MS in Data Science and Analytics with Emphasis in Geospatial Analytics
Graduates of the Master of Science in Data Science and Analytics who pursue the Geospatial Analytics Emphasis Area will achieve the following educational objectives, in addition to the core program objectives while becoming immersed in Geospatial Big Data computational ecosystems:
- Students will have a firm understanding of the structure of spatial data and its integration with spatial analysis tools.
Students will develop a robust understanding of the caveats that can be encountered in geospatial data structures and analysis. - Students will have a firm understanding of geospatial data structures such as vector and raster data and their use in data analytics.
- Students will develop expertise in designing, managing, accessing, and manipulating geospatial data repositories.
- Students will gain knowledge and experience with the exploitation of geospatial data that is stored in a variety of formats and source locations, as well as experience developing geospatial visualizations of data, blending multiple geospatial data layers as well as non-spatial data.
- Students will have a solid understanding of the basic concepts, principles, and techniques in remote sensing.
- Students will understand the spatial and spectral characteristics of remote sensing data for passive, active, thermal, and other sensor phenomenologies.

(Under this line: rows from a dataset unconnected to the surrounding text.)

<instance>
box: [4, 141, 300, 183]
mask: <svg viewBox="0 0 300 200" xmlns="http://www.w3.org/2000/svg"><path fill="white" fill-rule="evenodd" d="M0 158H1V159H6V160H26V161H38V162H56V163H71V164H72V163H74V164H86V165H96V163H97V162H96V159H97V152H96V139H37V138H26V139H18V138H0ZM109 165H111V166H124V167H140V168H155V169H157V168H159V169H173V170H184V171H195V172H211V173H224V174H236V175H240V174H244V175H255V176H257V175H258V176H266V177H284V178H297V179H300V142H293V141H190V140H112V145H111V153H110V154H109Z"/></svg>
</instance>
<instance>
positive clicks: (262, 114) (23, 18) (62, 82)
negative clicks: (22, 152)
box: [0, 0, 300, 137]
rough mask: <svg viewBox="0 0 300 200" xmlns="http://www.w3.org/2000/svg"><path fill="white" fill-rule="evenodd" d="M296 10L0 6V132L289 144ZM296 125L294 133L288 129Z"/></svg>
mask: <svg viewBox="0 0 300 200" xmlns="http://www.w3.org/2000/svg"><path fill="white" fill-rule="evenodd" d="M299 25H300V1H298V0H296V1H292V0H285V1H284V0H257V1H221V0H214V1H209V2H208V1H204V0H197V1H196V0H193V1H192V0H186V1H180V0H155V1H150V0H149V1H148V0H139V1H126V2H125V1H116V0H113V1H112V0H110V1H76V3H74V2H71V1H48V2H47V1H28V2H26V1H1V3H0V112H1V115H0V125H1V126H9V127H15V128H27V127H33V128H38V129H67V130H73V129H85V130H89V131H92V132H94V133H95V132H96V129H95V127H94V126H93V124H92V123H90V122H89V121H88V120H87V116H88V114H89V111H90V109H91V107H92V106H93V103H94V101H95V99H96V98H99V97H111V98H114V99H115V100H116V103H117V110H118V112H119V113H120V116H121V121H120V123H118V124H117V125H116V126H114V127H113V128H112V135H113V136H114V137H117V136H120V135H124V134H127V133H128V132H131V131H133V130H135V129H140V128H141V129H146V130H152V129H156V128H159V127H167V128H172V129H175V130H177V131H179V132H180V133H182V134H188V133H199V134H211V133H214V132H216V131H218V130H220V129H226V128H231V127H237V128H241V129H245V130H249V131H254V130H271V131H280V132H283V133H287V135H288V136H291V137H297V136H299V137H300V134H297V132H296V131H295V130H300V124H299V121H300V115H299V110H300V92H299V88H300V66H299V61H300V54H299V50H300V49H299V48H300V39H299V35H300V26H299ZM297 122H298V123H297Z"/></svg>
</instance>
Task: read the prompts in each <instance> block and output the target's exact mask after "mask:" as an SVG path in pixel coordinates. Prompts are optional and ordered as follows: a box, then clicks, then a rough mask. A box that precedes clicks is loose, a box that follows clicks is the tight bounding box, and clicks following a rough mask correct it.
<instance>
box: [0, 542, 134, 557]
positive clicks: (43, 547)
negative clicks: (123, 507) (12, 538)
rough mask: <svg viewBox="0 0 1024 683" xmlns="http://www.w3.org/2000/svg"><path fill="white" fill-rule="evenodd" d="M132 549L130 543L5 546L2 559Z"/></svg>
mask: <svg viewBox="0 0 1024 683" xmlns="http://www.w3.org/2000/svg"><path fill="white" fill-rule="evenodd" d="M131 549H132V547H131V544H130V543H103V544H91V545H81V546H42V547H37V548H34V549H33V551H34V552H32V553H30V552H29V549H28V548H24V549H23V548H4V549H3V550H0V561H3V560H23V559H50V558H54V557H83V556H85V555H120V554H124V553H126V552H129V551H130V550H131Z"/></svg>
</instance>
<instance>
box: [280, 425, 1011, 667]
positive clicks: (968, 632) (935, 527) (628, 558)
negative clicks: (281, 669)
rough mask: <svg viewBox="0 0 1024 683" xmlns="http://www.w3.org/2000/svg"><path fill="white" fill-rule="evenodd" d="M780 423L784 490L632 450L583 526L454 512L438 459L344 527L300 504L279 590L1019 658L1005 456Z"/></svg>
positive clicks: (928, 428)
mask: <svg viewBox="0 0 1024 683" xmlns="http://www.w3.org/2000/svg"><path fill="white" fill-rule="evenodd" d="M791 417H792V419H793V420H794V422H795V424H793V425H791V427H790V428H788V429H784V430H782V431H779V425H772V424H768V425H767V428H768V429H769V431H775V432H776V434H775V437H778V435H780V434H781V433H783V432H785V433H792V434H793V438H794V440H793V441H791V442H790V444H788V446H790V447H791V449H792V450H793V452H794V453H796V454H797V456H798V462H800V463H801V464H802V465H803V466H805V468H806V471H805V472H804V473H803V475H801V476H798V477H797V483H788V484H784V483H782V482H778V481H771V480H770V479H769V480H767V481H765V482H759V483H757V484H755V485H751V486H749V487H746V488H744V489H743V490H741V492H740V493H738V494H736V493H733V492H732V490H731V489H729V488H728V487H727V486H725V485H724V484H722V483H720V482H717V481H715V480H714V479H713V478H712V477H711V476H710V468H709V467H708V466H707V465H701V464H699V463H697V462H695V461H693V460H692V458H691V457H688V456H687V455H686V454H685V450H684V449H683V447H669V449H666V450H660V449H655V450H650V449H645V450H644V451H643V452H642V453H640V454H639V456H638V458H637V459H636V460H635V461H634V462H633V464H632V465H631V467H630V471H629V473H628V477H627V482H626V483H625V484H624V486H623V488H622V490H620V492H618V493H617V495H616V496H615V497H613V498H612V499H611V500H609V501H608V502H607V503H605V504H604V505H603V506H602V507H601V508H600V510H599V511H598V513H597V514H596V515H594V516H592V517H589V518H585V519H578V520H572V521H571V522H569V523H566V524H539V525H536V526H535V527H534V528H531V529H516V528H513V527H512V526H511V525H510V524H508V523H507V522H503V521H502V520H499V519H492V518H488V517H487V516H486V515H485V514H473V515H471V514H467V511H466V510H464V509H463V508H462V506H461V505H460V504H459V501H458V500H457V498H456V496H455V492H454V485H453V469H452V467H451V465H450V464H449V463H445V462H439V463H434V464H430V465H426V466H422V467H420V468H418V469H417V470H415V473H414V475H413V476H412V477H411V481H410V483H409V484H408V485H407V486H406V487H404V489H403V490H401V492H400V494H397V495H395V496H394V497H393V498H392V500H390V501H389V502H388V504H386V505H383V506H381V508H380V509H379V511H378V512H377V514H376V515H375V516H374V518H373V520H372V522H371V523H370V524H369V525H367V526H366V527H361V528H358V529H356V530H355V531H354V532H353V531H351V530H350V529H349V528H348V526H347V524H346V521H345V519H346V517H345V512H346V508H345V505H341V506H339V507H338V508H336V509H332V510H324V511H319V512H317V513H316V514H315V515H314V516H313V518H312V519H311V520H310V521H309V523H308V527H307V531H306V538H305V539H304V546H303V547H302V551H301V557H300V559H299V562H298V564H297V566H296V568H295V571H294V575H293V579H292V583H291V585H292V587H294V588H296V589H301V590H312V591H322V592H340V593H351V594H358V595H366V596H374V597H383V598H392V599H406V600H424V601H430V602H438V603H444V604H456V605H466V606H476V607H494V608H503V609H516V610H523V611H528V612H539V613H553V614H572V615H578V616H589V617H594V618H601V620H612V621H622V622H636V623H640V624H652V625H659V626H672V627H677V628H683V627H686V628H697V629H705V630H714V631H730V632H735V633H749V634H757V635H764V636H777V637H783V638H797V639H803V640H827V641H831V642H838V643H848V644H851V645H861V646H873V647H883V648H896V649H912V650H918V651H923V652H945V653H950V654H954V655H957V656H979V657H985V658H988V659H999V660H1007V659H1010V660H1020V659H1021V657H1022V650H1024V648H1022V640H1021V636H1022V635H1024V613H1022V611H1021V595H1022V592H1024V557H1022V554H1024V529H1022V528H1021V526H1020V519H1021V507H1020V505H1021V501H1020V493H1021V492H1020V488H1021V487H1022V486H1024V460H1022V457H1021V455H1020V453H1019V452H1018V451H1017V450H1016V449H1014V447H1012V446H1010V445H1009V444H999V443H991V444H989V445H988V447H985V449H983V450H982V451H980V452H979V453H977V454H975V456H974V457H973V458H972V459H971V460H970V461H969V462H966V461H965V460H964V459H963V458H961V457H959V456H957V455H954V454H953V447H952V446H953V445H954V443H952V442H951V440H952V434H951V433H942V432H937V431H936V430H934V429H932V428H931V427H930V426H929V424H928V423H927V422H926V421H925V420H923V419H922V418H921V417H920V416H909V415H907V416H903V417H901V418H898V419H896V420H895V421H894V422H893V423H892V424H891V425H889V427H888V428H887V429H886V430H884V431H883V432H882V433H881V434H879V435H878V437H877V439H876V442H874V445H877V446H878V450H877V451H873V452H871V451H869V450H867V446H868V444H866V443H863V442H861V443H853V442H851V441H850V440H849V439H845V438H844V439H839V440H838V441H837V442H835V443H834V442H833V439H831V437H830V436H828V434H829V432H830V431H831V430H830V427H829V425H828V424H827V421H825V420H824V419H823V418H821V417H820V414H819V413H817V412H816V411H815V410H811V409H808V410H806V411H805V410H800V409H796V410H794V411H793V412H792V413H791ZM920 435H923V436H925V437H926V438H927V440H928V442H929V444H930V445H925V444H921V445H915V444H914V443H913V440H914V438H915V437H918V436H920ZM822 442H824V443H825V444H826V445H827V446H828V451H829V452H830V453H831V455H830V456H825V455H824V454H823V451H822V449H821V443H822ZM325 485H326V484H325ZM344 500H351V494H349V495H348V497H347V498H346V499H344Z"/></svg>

- Students will have an ability to acquire and exploit remote sensing data using a variety of tools and techniques for real-world applications.
Degree Requirements
Students will need to complete the core program objectives in addition to the emphasis area electives below.
Emphasis Area Electives
DATA_SCI 8510 | Geospatial Data Engineering | 3 |
DATA_SCI 8520 | Spatial and Geostatistical Analysis | 3 |
DATA_SCI 8530 | Remote Sensing Data Analytics | 3 |
Note: Not all electives are offered each academic year.